CAND1 promoted HCC and lipid synthesis by impairing the FBXO11-mediated hnRNPA2B1 degradation
Knocking down CAND1 inhibited Huh7 and Hep3B cell proliferation. However, the inhibition of proliferation was reversed by hnRNPA2B1 expression (Fig. 7L-M). Moreover, overexpression of hnRNPA2B1 reversed the effects of CAND1 knockdown on tumor cell migration and invasion (Fig. 7N-O). Western blot analysis confirmed that CAND1 knockdown downregulated hnRNPA2B1 expression, and treatment with shFBXO11 reversed the effect of CAND1 knockdown on hnRNPA2B1 expression (Fig. 7P). Furthermore, the increase in hnRNPA2B1 protein expression and lipid synthesis caused by CAND1 overexpression was reversed by FBXO11 (Fig. 7Q-R). These findings demonstrate that CAND1 functions in HCC by impairing FBXO11-mediated hnRNPA2B1 degradation.

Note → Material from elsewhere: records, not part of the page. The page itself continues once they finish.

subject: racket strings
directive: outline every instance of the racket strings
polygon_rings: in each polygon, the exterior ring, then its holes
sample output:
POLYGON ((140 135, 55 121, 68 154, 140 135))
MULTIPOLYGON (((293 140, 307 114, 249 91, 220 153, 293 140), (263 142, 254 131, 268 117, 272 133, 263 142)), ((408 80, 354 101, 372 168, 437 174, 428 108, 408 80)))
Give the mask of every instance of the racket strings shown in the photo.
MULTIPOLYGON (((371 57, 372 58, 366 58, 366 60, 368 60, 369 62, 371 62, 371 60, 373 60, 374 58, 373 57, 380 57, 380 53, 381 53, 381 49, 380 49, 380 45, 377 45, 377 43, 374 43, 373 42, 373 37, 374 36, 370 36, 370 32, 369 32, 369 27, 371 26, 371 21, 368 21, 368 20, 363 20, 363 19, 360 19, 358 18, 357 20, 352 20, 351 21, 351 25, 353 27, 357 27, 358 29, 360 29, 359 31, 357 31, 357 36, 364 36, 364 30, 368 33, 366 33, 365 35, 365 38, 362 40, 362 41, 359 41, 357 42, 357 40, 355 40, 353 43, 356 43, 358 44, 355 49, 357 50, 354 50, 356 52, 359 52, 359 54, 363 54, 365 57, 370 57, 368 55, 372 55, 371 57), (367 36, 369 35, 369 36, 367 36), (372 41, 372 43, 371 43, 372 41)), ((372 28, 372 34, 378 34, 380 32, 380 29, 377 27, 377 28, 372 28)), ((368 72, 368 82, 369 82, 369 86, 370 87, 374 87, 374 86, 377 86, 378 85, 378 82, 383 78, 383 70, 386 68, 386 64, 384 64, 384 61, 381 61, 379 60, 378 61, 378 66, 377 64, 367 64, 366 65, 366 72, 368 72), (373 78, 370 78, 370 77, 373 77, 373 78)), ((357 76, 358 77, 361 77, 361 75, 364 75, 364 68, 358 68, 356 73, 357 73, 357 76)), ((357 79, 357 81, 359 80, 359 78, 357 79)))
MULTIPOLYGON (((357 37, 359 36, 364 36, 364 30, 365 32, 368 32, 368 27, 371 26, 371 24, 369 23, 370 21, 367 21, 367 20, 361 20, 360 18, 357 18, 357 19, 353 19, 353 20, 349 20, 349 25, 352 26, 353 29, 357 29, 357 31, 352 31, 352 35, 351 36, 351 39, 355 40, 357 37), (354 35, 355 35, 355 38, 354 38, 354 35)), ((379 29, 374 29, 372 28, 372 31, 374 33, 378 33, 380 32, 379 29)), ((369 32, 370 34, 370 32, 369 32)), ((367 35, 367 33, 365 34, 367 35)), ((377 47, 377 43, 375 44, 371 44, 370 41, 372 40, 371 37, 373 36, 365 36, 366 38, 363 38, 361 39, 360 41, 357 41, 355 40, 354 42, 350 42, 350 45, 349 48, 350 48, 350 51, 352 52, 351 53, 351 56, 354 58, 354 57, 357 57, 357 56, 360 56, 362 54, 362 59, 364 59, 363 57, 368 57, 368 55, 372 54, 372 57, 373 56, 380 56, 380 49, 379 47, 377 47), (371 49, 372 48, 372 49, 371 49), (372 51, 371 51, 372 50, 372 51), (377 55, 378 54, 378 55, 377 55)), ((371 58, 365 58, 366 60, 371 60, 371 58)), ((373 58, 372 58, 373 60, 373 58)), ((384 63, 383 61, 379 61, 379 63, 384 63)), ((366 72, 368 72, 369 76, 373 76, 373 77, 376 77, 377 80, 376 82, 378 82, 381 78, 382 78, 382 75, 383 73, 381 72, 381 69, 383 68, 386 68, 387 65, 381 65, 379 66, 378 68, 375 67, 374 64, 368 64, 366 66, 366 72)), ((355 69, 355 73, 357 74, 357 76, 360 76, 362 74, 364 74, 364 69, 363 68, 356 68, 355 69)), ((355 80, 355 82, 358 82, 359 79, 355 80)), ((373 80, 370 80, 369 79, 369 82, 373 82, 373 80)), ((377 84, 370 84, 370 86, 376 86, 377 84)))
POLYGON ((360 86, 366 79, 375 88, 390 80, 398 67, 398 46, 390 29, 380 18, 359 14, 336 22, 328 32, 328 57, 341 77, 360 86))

Targeting CAND1 efficiently suppresses HCC
We used PDX mouse model to test whether targeting CAND1 was an effective strategy against HCC. Intratumoral injection of shCAND1 potently downregulated CAND1 expression, inhibited tumor growth, and decreased tumor volume without alteration of mouse body weight (Fig. 8A-C). Injection of shCAND1 also decreased IFP in the center of the tumors (Fig. 8D). Moreover, the survival of nude mice was significantly improved in the group injected with shCAND1 compared to that in the control group (Fig. 8E). PDX tumors with shCAND1 injection showed smaller sizes and lower weights than control group (Fig. 8F-G). Results of immunohistochemistry validated the descent of CAND1, hnRNPA2B1, fatty acid biosynthesis related proteins (FASN, ACC1 and ACLY) and lipid accumulation due to intratumoral injection of shCAND1 (Fig. 8H). We also used myr-AKT/NRASV12-induced mouse liver cancer model to test the strategy, which exhibited abnormal lipid metabolism. Mice with injection of shCAND1 lentivirus displayed decreased tumor numbers and tumor sizes as well as reduced lipid accumulation compared to control mice (Fig. 8I). In addition, hnRNPA2B1, FASN, ACC1 and ACLY were also significantly downregulated in the mice injected with shCAND1 lentivirus (Fig. 8J). These results suggest that targeting CAND1 is a potent strategy against HCC.